The Finance Ministry welcomed the International Monetary Fund’s assessment of the Cypriot economy while issuing a clear warning that any changes to the foreclosure framework must not create room for abuse by strategic defaulters.
In a statement responding to the IMF’s observations and recommendations following its Article IV mission to Cyprus from April 22 to May 4, 2026, the ministry said any revision of the foreclosure system must protect genuinely vulnerable borrowers without opening opportunities for exploitation “at the expense of the economy, compliant borrowers and taxpayers.”
It added that creating exemptions or blanket suspensions could undermine the effectiveness of the debt‑recovery mechanism.
The ministry said it shares the IMF’s view that the Cypriot economy has shown resilience, fiscal performance has been strong and, despite recent disruptions, the outlook remains positive.

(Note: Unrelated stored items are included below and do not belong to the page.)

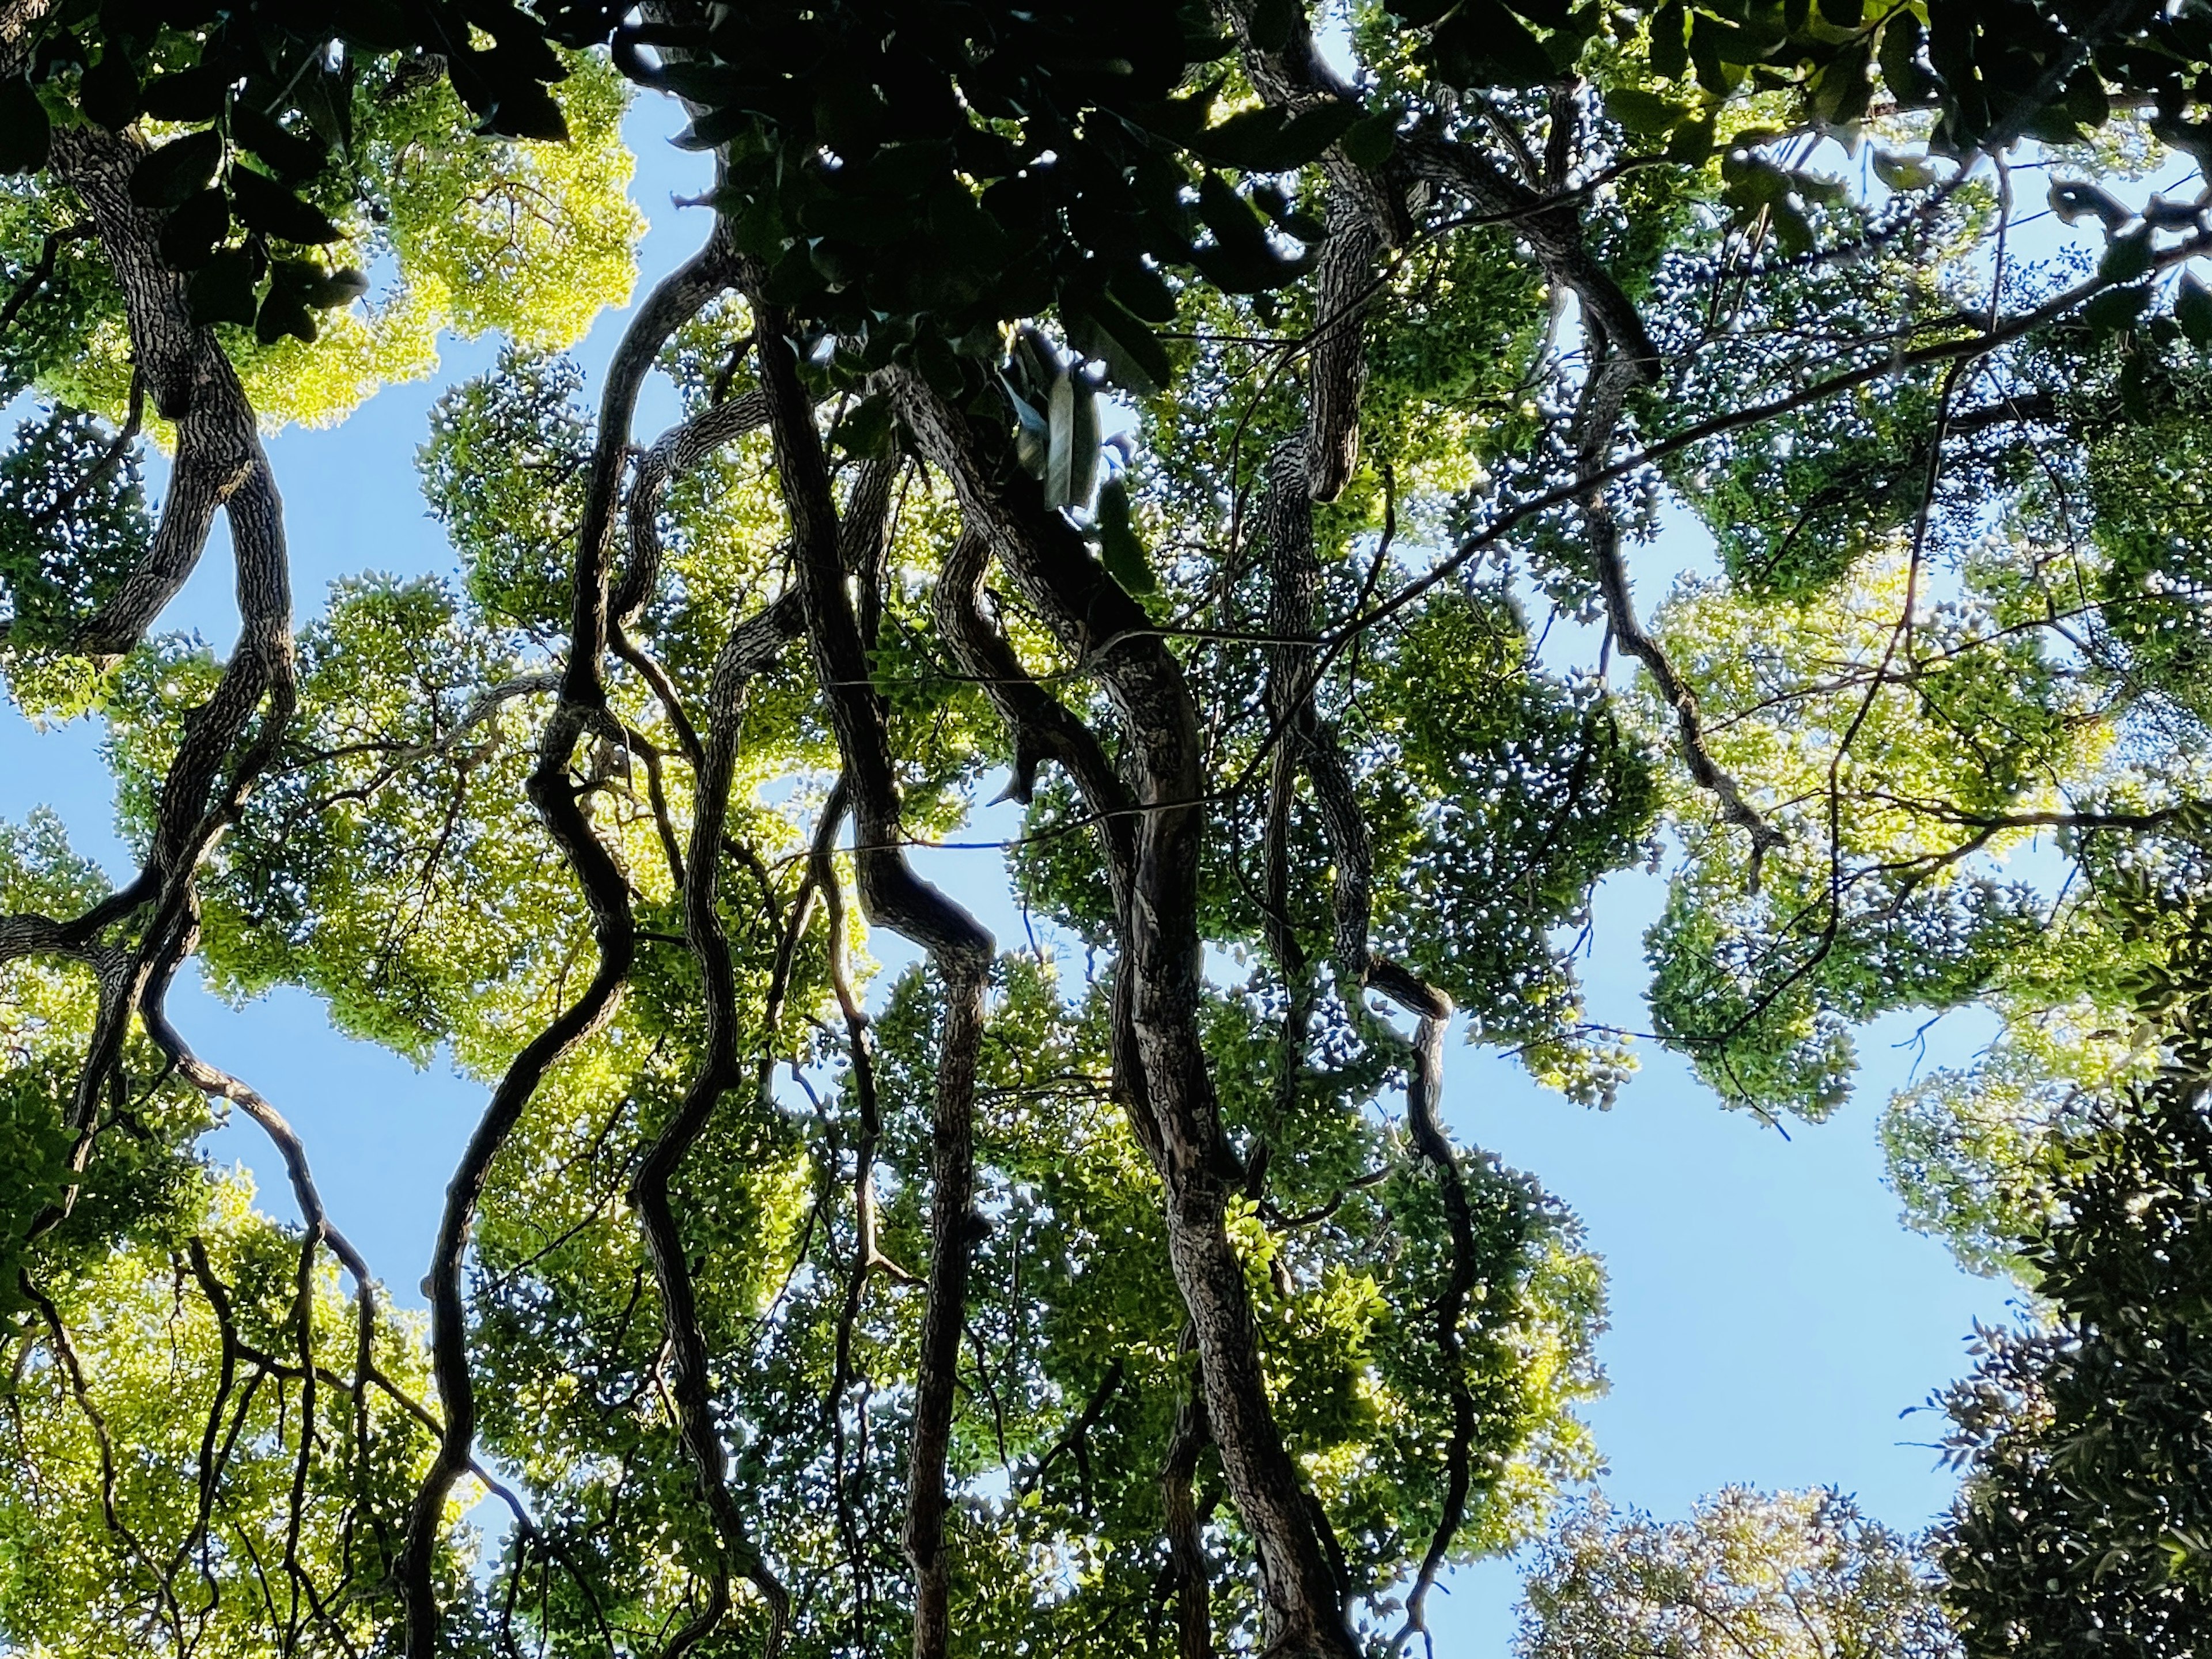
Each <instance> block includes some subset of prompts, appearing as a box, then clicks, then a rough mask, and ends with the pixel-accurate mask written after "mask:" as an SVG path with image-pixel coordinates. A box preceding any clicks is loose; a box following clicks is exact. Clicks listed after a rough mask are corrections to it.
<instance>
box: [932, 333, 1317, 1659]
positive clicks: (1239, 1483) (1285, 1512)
mask: <svg viewBox="0 0 2212 1659" xmlns="http://www.w3.org/2000/svg"><path fill="white" fill-rule="evenodd" d="M894 389H896V396H898V400H900V409H902V414H905V418H907V427H909V429H911V431H914V434H916V436H918V440H920V445H922V451H925V453H927V456H929V458H931V460H933V462H936V465H938V467H940V469H942V471H945V473H947V476H949V478H951V482H953V491H956V495H958V500H960V509H962V515H964V520H967V526H969V531H973V533H975V535H980V538H984V542H989V546H991V549H993V553H995V555H998V560H1000V564H1002V566H1004V568H1006V571H1009V575H1011V577H1013V580H1015V582H1018V584H1020V588H1022V593H1024V597H1026V599H1029V604H1031V606H1033V608H1035V611H1037V613H1040V615H1042V617H1044V622H1046V626H1051V628H1053V633H1055V635H1057V637H1060V644H1062V646H1064V648H1068V650H1073V653H1075V655H1077V657H1079V659H1082V661H1084V664H1086V666H1088V668H1091V670H1093V672H1097V675H1099V677H1102V681H1104V684H1106V690H1108V697H1110V699H1113V703H1115V710H1117V714H1119V719H1121V726H1124V732H1126V737H1128V761H1126V768H1128V772H1130V779H1133V794H1135V796H1137V807H1139V816H1137V838H1135V876H1133V883H1130V898H1128V905H1126V907H1124V914H1121V918H1119V920H1121V936H1124V945H1121V967H1119V980H1117V984H1124V987H1126V998H1128V1009H1126V1026H1121V1029H1119V1031H1117V1037H1121V1040H1119V1042H1117V1053H1115V1073H1117V1084H1119V1088H1121V1091H1124V1099H1126V1104H1128V1106H1130V1113H1133V1115H1135V1117H1139V1119H1144V1121H1141V1128H1139V1135H1141V1137H1144V1139H1146V1144H1148V1148H1150V1150H1152V1157H1155V1164H1157V1166H1159V1172H1161V1179H1164V1183H1166V1188H1168V1194H1166V1201H1168V1254H1170V1263H1172V1267H1175V1281H1177V1287H1179V1290H1181V1292H1183V1303H1186V1307H1188V1312H1190V1321H1192V1327H1194V1332H1197V1347H1199V1363H1201V1371H1203V1378H1206V1407H1208V1418H1210V1422H1212V1433H1214V1442H1217V1444H1219V1447H1221V1467H1223V1475H1225V1478H1228V1486H1230V1495H1232V1500H1234V1502H1237V1511H1239V1515H1241V1517H1243V1522H1245V1528H1248V1531H1250V1533H1252V1540H1254V1544H1256V1548H1259V1568H1261V1588H1263V1606H1265V1613H1263V1641H1265V1652H1267V1655H1272V1657H1274V1659H1292V1655H1301V1657H1303V1655H1329V1659H1340V1657H1345V1659H1347V1657H1349V1655H1352V1652H1354V1646H1352V1635H1349V1632H1347V1628H1345V1610H1343V1584H1340V1582H1338V1575H1336V1571H1334V1566H1332V1562H1329V1555H1327V1551H1325V1546H1323V1540H1321V1533H1318V1531H1316V1524H1314V1513H1312V1506H1310V1502H1307V1495H1305V1491H1303V1486H1301V1482H1298V1469H1296V1464H1294V1462H1292V1458H1290V1451H1287V1449H1285V1444H1283V1436H1281V1431H1279V1429H1276V1422H1274V1409H1272V1407H1270V1402H1267V1380H1265V1374H1263V1369H1261V1358H1259V1336H1256V1327H1254V1323H1252V1296H1250V1287H1248V1285H1245V1276H1243V1261H1241V1256H1239V1254H1237V1248H1234V1245H1232V1243H1230V1237H1228V1203H1230V1199H1232V1197H1234V1194H1237V1190H1239V1188H1241V1183H1243V1170H1241V1166H1239V1161H1237V1155H1234V1150H1232V1148H1230V1144H1228V1139H1225V1135H1223V1130H1221V1115H1219V1104H1217V1099H1214V1084H1212V1073H1210V1068H1208V1062H1206V1051H1203V1044H1201V1035H1199V1020H1197V1015H1199V1006H1201V1000H1203V964H1201V953H1199V914H1197V898H1199V894H1197V878H1199V841H1201V836H1203V827H1206V807H1203V785H1206V779H1203V741H1201V732H1199V712H1197V703H1194V701H1192V695H1190V686H1188V681H1186V677H1183V670H1181V664H1179V661H1177V659H1175V655H1172V653H1170V650H1168V646H1166V644H1164V641H1161V637H1159V633H1157V630H1155V628H1152V624H1150V619H1148V617H1146V613H1144V611H1141V606H1137V602H1135V599H1130V597H1128V595H1126V593H1124V591H1121V588H1119V586H1117V584H1115V582H1113V580H1110V577H1108V575H1106V573H1104V571H1102V568H1099V564H1097V560H1093V557H1091V553H1088V549H1086V546H1084V542H1082V538H1079V535H1077V533H1075V531H1073V529H1071V526H1068V524H1066V522H1064V520H1062V518H1060V515H1057V513H1048V511H1046V509H1044V500H1042V495H1040V493H1037V487H1035V484H1033V482H1031V480H1029V478H1022V476H1004V473H1000V471H998V469H993V467H991V465H989V460H987V458H984V449H982V447H980V442H978V436H975V434H973V431H971V429H969V425H967V422H964V418H962V416H960V414H958V411H953V409H951V407H947V405H945V400H942V398H938V396H936V394H933V392H931V389H929V387H927V385H925V383H922V380H920V378H918V376H914V374H905V372H900V374H896V376H894Z"/></svg>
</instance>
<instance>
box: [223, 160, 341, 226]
mask: <svg viewBox="0 0 2212 1659" xmlns="http://www.w3.org/2000/svg"><path fill="white" fill-rule="evenodd" d="M230 201H232V208H234V210H237V215H239V219H241V221H243V223H246V226H250V228H252V230H261V232H263V234H270V237H276V239H279V241H301V243H325V241H336V239H338V228H336V226H334V223H330V217H327V215H325V212H323V210H321V208H316V206H314V204H310V201H301V199H299V197H296V195H292V192H290V190H285V188H283V186H281V184H276V179H272V177H268V175H265V173H254V170H252V168H230Z"/></svg>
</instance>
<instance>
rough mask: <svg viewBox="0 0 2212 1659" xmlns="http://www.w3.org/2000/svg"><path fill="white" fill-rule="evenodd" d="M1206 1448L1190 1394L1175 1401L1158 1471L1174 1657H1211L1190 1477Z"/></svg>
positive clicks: (1205, 1589)
mask: <svg viewBox="0 0 2212 1659" xmlns="http://www.w3.org/2000/svg"><path fill="white" fill-rule="evenodd" d="M1206 1447H1208V1433H1206V1405H1203V1402H1199V1400H1197V1398H1192V1396H1188V1394H1186V1396H1183V1398H1181V1400H1177V1402H1175V1433H1172V1436H1170V1440H1168V1458H1166V1462H1164V1464H1161V1469H1159V1502H1161V1511H1164V1513H1166V1533H1168V1586H1170V1595H1172V1597H1175V1659H1214V1613H1212V1595H1210V1575H1208V1571H1206V1542H1203V1537H1201V1531H1199V1506H1197V1500H1194V1495H1192V1489H1190V1486H1192V1480H1194V1478H1197V1473H1199V1458H1201V1455H1203V1451H1206Z"/></svg>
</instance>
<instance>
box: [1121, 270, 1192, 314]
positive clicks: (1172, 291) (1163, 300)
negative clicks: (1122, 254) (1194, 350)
mask: <svg viewBox="0 0 2212 1659" xmlns="http://www.w3.org/2000/svg"><path fill="white" fill-rule="evenodd" d="M1106 292H1108V294H1113V296H1115V299H1117V301H1121V303H1124V305H1126V307H1128V310H1130V312H1135V314H1137V316H1141V319H1144V321H1146V323H1172V321H1175V290H1172V288H1168V283H1166V279H1164V276H1161V274H1159V272H1157V270H1152V268H1150V265H1124V268H1121V270H1117V272H1115V276H1113V281H1110V283H1106Z"/></svg>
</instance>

On fiscal policy, it agreed that spending should become more efficient, avoid distortions and focus on growth‑enhancing investment, particularly under the EU’s new economic‑governance framework.
On energy, the ministry acknowledged heightened challenges driven by external factors and said the government is implementing a strategy aimed at ensuring adequacy and security of supply while reducing electricity costs. It said projects and targeted actions are under way to meet these goals.
Regarding environmental policy, the ministry noted that the National Strategy for 2025–2050 aims to address rising temperatures, prolonged droughts and coastal erosion through interventions in agriculture, energy, water, infrastructure and health.